Green light: Constitutional changes move ahead

Cayman’s legislators have given the green light for the UK to proceed with changing the Constitution.

Premier Alden McLaughlin and Opposition Leader Arden McLean agreed on the changes on Wednesday and have since dispatched a joint letter to UK Overseas Territories Minister Lord Tariq Ahmad indicating that there is no need for a referendum to move the process forward.

“I am absolutely delighted that we were able to reach consensus on these important changes and that members were able to put aside all issues of partisan politics and focus on what truly is in the national interest,” McLaughlin told the Cayman Compass in an interview Thursday.

The premier last week announced the UK had agreed to make significant changes to the Constitution, including a mandatory requirement for consultation on any proposed legislation or Orders in Council that will directly impact the Cayman Islands, and the removal of key reserve powers from the governor to write legislation, disallow legislation and write standing orders for the LA.

Consensus a good move

Both McLaughlin and McLean on Thursday welcomed the consensus they had achieved to push the changes forward.
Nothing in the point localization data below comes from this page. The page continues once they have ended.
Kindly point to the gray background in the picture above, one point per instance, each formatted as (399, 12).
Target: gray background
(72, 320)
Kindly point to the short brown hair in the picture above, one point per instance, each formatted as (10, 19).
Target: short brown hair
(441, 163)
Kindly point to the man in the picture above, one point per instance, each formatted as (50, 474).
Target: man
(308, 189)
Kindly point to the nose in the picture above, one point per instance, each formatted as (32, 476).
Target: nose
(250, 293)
“It makes me feel more satisfied of my tenure as a legislator and the people can rest assured, I am not going to do something to adversely affect the country, more to move it into a direction that they can dictate their destiny,” McLean said.

The premier said while there was quite a bit of pushback over the last year with the changes within the hierarchy of the official opposition, he was able to get the support he needed to have the changes accepted.
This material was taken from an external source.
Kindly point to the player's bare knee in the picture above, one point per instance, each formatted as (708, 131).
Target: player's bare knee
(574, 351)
“I have a good personal relationship with every member of this house and we are all reasonable people and all of us want the best for Cayman and in the end all of us were persuaded that this is the right thing to do,” he said.
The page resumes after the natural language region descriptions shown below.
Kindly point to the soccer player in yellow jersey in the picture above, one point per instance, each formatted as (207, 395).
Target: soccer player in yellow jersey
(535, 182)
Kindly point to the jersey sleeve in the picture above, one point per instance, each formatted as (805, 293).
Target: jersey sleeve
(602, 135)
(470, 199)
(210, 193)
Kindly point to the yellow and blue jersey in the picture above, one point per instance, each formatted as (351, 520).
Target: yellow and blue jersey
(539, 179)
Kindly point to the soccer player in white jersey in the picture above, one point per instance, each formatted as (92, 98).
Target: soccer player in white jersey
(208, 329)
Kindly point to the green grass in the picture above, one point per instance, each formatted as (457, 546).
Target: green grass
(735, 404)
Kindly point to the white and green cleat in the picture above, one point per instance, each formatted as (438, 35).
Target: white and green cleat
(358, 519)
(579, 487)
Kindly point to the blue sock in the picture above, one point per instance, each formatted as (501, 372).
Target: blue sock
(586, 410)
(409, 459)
McLean said prior to the release of the draft order from the UK, his team only had a broad understanding of the changes. After having read the full scope of what was being proposed, however, he believes it is something that will be good for Cayman. That said, two main areas of concern remain for him; the governor’s ability to address the Legislative Assembly and the addition of an eighth minister.

He said the premier has addressed both areas.

He believed the inclusion of an eighth minister would, among other things, create problems to get to the two-thirds majority to unseat a sitting premier.

He said McLaughlin has agreed to postpone that provision until the next elections.

“Any legislator in any country would want more control over the destiny of his country; that is the objective of being a legislator,” McLean said.

Former Opposition Leader Ezzard Miller, who was part of the negotiating team that went to the UK to fight for the changes, said he was pleased the changes can move forward.

“I believe if we are going to progress and become more mature in our political processes in Cayman, it is important that Parliament have some authority. This is the only arm of government that is elected by the people and unelected by the people if you’re not doing the right job,” Miller said.

He said his contribution to the changes will remain with him.

“I think it is one of the things I can look back, as I get older, and say that I contributed to this improvement in the governance of Cayman by Caymanians and there is a certain level of self-satisfaction in having been a part of that,” Miller said.

The legislators were running against the clock to achieve consensus as the UK elections will be held on 12 Dec. and there is no guarantee the incoming government would accept the changes.

What the joint letter said

In the letter to the UK, the premier indicated that following discussions with members of the Legislative Assembly, they have agreed that although the changes proposed are “not minor, they are nonetheless uncontroversial”.

“In such circumstances and in accordance with your letter, we believe that a referendum is neither necessary nor appropriate and instead our agreement to the reforms will eventually be confirmed through a resolution in the Legislative Assembly,” the premier said in his letter to Lord Ahmad.

He said now that the letter has been dispatched, the UK government can proceed to take the necessary steps to have the Constitution Amendment Order made by the Privy Council.
“In the meantime, we will proceed by motion to debate the amendments in the House following the conclusion of Finance Committee,” McLaughlin said.

The premier, in his letter, said the relevant Hansard transcript of the resolution by the Legislative Assembly at the conclusion of the debate on the package of reforms will be provided to Lord Ahmad.